An illustration for you as example on a house at £895pcm with a £113k mortgage outstanding I/O;

Gross Rental Value = £895
Letting agent fee @ 10%+VAT (remember the VAT, the agents never include this which as a non registered individual i have to pay!) = £107pcm
Mortgage Interest on £[email protected]% APR = £197pcm
Buildings insurance = £16pcm
Homecare cover for plumbing and electrics = £10pcm

Result= £895-107-197-16-10= £565

Income tax @ 40% leaves you with around £340 profit per month after tax. This is on an £895 headline with "only" £197 headline cost.

Not that great i am sure you will agree.

Paying off £895 less the £200 mortgage interest is still a far superior option to paying £750 on somebody elses.

Depending on how property prices fall/rise etc.

Haha, whoops - I should have read the post correctly. Ignore this :)
 
I'm not sure if this has been mentioned but governmental employees e.g. teachers, nurses ("key workers") are entitled to schemes where the government will lend upto a certain % towards the house, this being your deposit.

Our house was £160k, but because my g/f is a teacher we took a mortgage of £104k + 56k from the government.

We only have to pay the government interest after 5 years (I think it's 1%).
 
I got a 100% mortgage a few years ago current repayment is £420 a month + bills That leaves us around £2000 a month spare cash, once my partners student load is paid up and shes dept free we will probably buy a bigger 4 bed house and rent out our current house for £550 a month, then when the kids are old enough we will sell it and hopefully give them enough to afford a house of their own without too much of a mortgage.
 
Keep up the good work and don't let anything distract you from saving. You feel great once you have your own place.
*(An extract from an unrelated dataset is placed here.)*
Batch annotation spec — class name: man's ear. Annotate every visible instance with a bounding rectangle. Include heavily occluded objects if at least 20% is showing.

Yeh I used to ***** my money on beer, cars, and computers... then I was out of work 9 months, it puts life into focus.

Now when Bf3 is out I won't spend £600 on a graphics card, I will simply turn down the settings :)
 
I don't think there is a better investment than bricks and mortar

as soon as prices fall to at least half their current value

If that happened would it not make bricks and mortar a pretty terrible investment*?
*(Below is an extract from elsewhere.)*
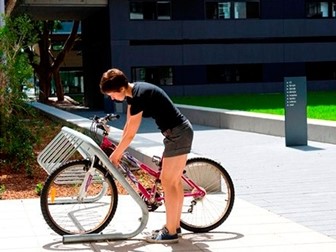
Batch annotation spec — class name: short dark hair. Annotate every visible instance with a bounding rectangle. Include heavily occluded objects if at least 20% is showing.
[99,68,128,94]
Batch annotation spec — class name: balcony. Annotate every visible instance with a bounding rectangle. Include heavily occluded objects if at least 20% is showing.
[17,0,108,20]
*My point here is that won't happen, but I can't help but be amused that in one breath you say its the best investment you can make and then in the other you explain how you think they'll lose HALF the current value!

Investing tip: If something devalues by 50% it's not exactly a great investment.
 
[TW]Fox;20078324 said:
If that happened would it not make bricks and mortar a pretty terrible investment*?
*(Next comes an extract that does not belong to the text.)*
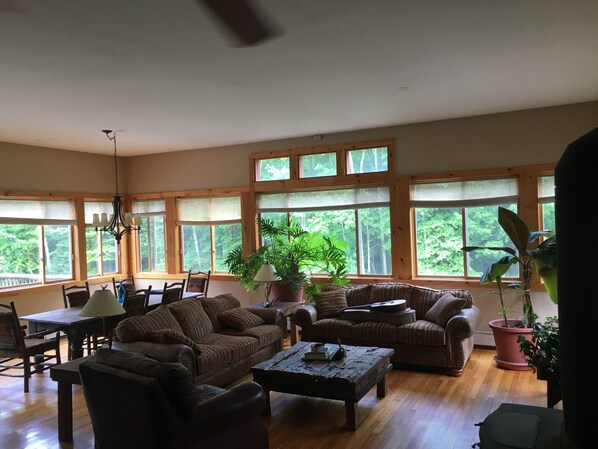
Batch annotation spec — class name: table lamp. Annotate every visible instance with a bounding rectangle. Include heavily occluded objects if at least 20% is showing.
[79,285,126,336]
[253,264,280,307]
*My point here is that won't happen, but I can't help but be amused that in one breath you say its the best investment you can make and then in the other you explain how you think they'll lose HALF the current value!

Investing tip: If something devalues by 50% it's not exactly a great investment.

PRO TIP
 
If that happened would it not make bricks and mortar a pretty terrible investment*?

*My point here is that won't happen, but I can't help but be amused that in one breath you say its the best investment you can make and then in the other you explain how you think they'll lose HALF the current value!

Investing tip: If something devalues by 50% it's not exactly a great investment.

The economy doesn't appear to be getting any better and it's a buyer's market. I can't see house prices going any other way than down, although I think 50% is a bit dramatic. I'd guess a 1-2% fall each year for the next few years until the economy stabalises.
 
[TW]Fox;20078324 said:
If that happened would it not make bricks and mortar a pretty terrible investment*?

*My point here is that won't happen, but I can't help but be amused that in one breath you say its the best investment you can make and then in the other you explain how you think they'll lose HALF the current value!

Investing tip: If something devalues by 50% it's not exactly a great investment.

ah, I see, thanks for explaining it.
 
ah, I see, thanks for explaining it.

needs a job as financial advisor asap

Cutting sarcasm can't hide the fact you in one post said something was both:

a) The best form of investment ever
b) Likely to devalue 50%

Only one of those can be true really, right? If it will devalue by 50% it isn't the best form of investment. If it is the best best form of investment then it won't be devaluing by 50%?